SPS: Space Postal Service is an indie casual simulation adventure game set in a compact hand-drawn 2.5D universe where players take on the role of a space mail carrier. The core premise revolves around delivering packages across planets that orbit a central sun with realistic gravitational effects, all while managing limited fuel and interacting with local residents.
Gameplay
The main loop centers on accepting deliveries, plotting a course through the solar system, and completing handoffs at specific locations. Each planet features its own pull and orbital path, requiring careful navigation to avoid drifting off course or running out of fuel. Players pilot a ship between destinations, landing or approaching drop points to hand over mail.
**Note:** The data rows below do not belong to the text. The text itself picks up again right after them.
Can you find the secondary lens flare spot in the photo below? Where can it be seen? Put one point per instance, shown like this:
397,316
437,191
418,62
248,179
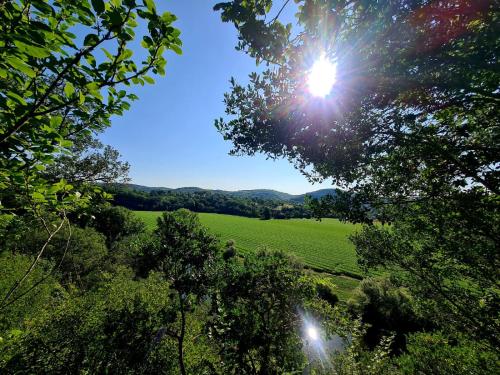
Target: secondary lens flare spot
312,333
322,77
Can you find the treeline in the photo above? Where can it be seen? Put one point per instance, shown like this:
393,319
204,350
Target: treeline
205,201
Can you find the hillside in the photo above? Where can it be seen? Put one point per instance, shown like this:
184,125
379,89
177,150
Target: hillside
265,194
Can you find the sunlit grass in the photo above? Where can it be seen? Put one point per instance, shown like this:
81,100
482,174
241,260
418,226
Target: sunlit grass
321,245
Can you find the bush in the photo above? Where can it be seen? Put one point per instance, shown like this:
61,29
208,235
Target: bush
439,354
119,329
387,309
34,302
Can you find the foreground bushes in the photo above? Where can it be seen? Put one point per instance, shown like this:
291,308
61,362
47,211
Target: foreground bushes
176,301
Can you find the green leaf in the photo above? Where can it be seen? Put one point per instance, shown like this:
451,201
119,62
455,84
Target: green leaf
98,6
55,121
16,97
81,98
32,50
38,196
20,65
91,40
150,5
176,49
69,89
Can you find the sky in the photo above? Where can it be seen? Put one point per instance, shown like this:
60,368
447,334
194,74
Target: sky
168,135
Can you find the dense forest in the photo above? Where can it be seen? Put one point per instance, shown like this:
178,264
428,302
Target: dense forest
205,201
411,133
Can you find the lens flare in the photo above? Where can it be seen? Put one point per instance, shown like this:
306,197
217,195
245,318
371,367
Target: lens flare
312,333
322,77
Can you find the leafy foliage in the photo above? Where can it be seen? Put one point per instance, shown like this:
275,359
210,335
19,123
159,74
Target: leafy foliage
255,310
57,87
411,127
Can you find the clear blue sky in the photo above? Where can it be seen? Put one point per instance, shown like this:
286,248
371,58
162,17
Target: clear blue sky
168,136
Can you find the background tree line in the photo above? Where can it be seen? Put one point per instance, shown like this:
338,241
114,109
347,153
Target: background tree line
205,201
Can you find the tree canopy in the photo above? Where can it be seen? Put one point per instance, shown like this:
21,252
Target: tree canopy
410,127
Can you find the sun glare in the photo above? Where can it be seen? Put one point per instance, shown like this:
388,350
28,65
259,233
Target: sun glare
322,77
312,333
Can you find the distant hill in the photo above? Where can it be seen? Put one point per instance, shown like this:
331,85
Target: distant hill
266,194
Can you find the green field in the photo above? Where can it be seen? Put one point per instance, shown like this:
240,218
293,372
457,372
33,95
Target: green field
321,245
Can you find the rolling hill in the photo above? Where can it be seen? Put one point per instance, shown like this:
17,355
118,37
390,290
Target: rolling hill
266,194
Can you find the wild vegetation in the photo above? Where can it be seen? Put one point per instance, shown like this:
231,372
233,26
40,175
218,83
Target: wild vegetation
410,130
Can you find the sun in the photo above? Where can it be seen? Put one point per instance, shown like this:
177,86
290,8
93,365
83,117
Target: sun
322,77
312,333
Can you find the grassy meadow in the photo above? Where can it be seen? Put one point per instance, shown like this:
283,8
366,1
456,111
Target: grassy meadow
320,245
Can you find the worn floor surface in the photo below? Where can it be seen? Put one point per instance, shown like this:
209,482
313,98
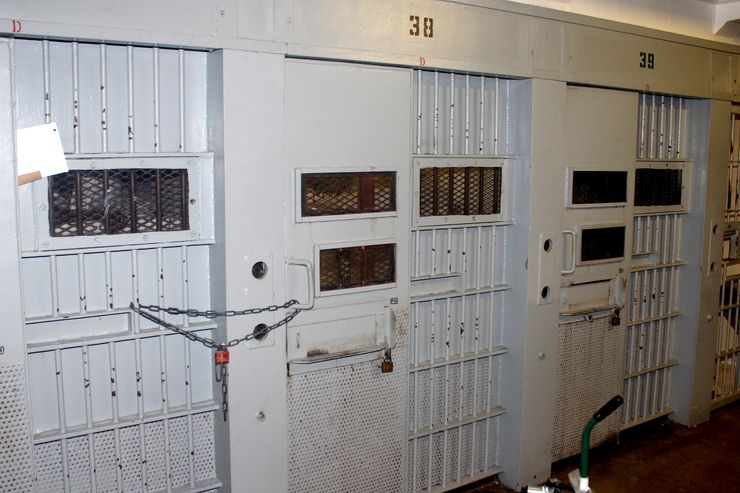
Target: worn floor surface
661,457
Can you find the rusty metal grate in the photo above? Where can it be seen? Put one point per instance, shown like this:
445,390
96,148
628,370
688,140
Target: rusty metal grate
118,201
602,243
353,267
459,191
328,194
599,187
655,187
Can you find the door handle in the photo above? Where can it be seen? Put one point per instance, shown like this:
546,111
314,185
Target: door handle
572,234
309,277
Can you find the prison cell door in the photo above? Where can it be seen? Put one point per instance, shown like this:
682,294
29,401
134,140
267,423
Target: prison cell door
601,129
726,381
347,142
655,307
117,403
463,164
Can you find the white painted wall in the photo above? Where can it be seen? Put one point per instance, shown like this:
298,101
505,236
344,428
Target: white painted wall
690,17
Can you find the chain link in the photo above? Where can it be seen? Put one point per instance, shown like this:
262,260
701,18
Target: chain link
144,310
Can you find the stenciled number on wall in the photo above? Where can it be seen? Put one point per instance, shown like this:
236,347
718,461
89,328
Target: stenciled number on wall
421,26
647,60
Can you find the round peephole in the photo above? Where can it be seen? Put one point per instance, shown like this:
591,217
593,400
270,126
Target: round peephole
260,331
259,270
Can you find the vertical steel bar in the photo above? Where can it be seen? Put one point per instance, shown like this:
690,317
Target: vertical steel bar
435,135
104,97
181,101
61,412
113,381
451,149
76,96
155,58
89,418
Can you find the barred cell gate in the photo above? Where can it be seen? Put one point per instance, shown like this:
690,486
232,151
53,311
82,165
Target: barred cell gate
462,175
662,184
727,350
116,402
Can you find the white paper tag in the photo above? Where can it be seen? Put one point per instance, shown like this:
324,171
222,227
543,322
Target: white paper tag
39,148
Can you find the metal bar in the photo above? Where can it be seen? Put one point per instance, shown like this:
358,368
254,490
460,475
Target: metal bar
87,386
104,96
113,381
76,96
130,94
435,135
181,100
452,122
419,113
61,412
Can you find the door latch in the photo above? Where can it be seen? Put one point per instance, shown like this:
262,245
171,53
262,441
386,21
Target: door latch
386,366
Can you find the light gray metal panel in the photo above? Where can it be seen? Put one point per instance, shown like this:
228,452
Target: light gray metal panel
108,98
16,466
347,425
590,371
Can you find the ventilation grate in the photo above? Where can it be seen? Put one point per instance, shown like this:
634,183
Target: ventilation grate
353,267
325,194
599,187
655,187
460,191
602,244
118,201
Fuel management adds tension, as depletion strands the ship and requires a call to the space tug for rescue.
Exploration forms a key part of the experience. The single current system contains three planets, each hosting multiple locations where inhabitants wait for their mail. Conversations with these characters reveal personal details and background stories. Collecting postage stamps serves as a secondary activity, with players filling a notebook by completing successful deliveries. Reading outgoing mail is possible but discouraged in the game's framing, adding a light layer of choice to each interaction.
Game Modes
The game operates as a single-player delivery simulation focused on sequential jobs within the established solar system. No separate competitive or cooperative modes exist at this stage. The primary activity combines route planning, timed navigation under gravity constraints, and optional character interactions at each stop. Progress ties directly to earnings from deliveries and stamp collection, encouraging repeated visits to the same planets for new jobs and conversations.
Future plans include expansion through warp gates to additional systems, but the current build remains limited to the initial three-planet setup. This keeps the focus on mastering orbital mechanics and efficient routing rather than branching into unrelated activities.
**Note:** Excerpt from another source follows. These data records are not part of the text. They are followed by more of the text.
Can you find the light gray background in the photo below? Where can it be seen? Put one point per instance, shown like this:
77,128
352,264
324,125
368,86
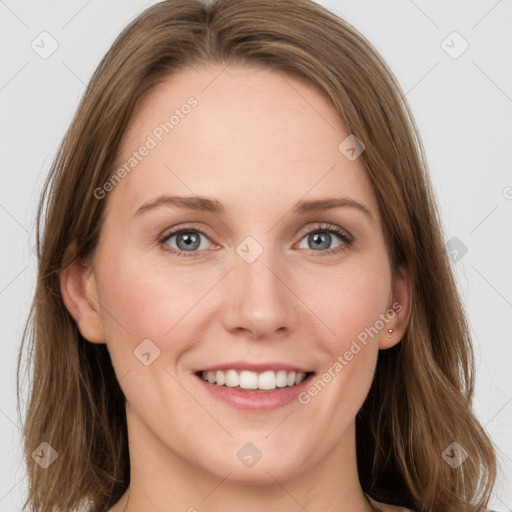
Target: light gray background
463,107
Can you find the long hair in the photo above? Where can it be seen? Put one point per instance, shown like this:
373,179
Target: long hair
420,401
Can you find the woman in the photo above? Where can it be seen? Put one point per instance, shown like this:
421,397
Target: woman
243,299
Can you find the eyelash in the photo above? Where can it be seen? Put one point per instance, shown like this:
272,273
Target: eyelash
320,228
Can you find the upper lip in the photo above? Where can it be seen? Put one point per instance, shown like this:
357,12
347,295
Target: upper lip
254,367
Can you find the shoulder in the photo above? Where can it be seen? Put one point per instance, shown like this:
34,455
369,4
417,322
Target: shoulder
383,507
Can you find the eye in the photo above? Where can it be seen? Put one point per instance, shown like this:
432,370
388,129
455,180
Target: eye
187,240
320,237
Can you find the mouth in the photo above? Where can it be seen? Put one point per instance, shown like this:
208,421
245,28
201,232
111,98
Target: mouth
250,381
256,386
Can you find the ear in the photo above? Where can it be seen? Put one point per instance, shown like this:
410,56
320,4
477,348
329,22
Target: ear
399,310
78,289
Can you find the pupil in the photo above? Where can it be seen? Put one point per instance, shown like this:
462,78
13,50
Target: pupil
316,238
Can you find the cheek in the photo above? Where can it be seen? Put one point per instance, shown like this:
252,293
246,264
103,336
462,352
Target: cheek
145,298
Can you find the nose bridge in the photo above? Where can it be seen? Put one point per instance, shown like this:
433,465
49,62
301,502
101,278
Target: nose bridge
258,298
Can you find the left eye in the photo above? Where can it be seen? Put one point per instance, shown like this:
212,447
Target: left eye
187,240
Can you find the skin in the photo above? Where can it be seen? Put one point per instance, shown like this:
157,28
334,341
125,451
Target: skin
257,141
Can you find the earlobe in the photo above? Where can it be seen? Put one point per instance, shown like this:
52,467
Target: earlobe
78,289
399,310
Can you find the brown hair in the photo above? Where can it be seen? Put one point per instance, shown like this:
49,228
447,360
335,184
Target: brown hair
421,397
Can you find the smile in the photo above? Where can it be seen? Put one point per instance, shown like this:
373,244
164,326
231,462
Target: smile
249,380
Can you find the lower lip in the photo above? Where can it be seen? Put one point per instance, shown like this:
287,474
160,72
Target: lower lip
256,400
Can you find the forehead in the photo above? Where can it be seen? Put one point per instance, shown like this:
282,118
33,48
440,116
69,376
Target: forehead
236,131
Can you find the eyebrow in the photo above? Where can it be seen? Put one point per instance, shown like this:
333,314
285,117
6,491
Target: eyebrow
214,206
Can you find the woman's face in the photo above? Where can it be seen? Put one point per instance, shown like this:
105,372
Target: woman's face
251,290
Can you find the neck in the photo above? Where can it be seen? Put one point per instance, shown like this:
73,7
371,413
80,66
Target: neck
160,477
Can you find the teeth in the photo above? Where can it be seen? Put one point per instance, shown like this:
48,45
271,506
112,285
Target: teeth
251,380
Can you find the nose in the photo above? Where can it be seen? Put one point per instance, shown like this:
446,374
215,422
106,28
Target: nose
259,300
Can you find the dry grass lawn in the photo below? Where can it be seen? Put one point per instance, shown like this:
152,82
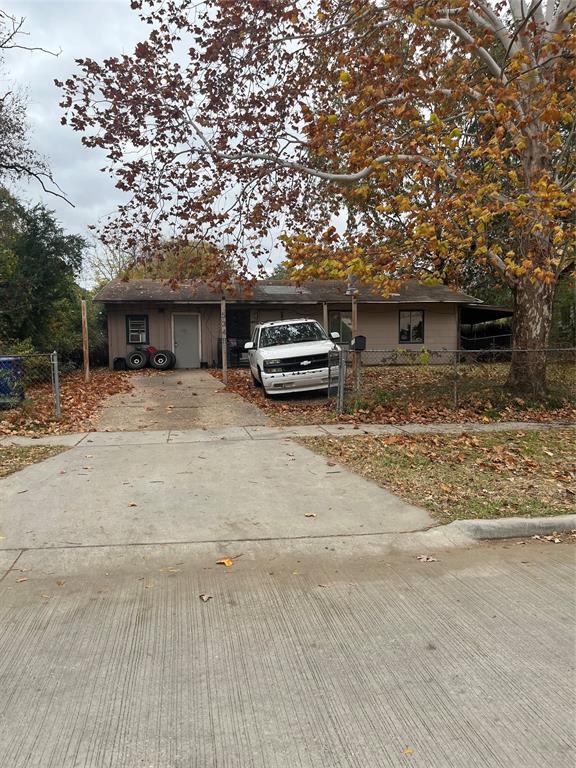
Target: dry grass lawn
457,477
405,394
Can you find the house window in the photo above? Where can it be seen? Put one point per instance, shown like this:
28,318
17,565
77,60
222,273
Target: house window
411,326
341,322
137,329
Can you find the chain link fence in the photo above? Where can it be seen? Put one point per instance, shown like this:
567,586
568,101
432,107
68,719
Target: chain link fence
444,378
29,379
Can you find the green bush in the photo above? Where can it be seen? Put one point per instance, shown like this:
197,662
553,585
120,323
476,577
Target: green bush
36,367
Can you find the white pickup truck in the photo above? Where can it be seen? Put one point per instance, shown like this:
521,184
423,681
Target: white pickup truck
292,356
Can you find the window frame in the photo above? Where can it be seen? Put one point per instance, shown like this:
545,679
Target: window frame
410,312
147,327
331,314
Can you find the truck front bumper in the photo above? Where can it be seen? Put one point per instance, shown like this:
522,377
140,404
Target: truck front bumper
299,381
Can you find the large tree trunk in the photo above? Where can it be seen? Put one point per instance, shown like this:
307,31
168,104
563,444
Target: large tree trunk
530,331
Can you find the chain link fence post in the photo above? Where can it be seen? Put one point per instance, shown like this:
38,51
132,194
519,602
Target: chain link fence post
55,383
341,380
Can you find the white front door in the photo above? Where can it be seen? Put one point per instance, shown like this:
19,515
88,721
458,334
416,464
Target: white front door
187,340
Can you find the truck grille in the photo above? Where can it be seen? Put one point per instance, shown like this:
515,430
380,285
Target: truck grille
292,364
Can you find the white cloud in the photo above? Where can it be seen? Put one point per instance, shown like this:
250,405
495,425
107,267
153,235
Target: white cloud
78,29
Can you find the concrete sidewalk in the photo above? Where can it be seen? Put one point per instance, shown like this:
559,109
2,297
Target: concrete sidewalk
216,434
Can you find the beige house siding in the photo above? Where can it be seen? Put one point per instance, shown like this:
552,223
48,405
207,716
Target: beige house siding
379,323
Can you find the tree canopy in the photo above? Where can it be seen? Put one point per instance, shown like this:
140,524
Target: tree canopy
39,298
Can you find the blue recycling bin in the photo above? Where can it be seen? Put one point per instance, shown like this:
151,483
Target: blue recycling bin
11,382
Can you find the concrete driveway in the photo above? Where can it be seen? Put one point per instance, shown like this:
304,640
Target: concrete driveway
326,643
182,399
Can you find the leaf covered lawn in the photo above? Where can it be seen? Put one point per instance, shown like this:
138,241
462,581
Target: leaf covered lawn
81,402
13,458
458,477
417,394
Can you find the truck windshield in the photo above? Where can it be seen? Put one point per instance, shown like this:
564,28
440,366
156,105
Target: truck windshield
295,333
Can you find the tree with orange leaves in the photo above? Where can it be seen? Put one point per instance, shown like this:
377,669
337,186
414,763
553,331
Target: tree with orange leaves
387,139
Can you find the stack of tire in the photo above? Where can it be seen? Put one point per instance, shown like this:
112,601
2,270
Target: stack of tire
161,359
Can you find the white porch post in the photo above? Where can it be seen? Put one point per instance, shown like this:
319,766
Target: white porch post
224,341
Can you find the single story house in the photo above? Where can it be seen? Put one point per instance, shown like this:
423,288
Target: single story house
187,319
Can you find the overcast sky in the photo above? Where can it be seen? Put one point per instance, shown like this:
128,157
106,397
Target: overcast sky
79,28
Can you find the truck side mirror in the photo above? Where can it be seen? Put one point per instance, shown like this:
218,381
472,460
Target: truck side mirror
358,343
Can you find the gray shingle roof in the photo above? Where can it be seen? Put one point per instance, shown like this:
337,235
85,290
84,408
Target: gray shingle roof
275,292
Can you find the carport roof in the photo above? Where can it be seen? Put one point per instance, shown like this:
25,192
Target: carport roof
274,292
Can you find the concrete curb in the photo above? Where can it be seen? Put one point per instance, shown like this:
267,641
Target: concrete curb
511,527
Exploration and Progression
Planetary orbits and gravity create a dynamic flying model that rewards planning and quick adjustments. Players learn to account for momentum when traveling between worlds, turning simple point-to-point trips into exercises in trajectory control. Locations on each planet vary in accessibility, with some requiring precise approaches due to orbital positioning.
Earnings from deliveries fund continued operations, while stamps provide a collectible goal that tracks overall progress. Character dialogue expands with repeated deliveries, offering more context about the universe without altering core mechanics. The hand-drawn art style emphasizes the small, quirky scale of each world and its residents.
Is It Worth Playing?
This title suits players who enjoy relaxed space simulation with light adventure elements and a focus on routine tasks. The gravitational navigation and fuel limits provide steady engagement without high-stakes combat or complex systems. Development remains ongoing, with the current version offering a contained experience built around one solar system and its inhabitants.
Those drawn to casual exploration and incremental collection will find consistent appeal in the delivery loop and stamp notebook. The absence of multiplayer or additional modes keeps the scope narrow, making it a straightforward choice for short sessions or methodical playthroughs. Continued updates may expand the universe, but the existing content already delivers a complete, self-contained postal service simulation.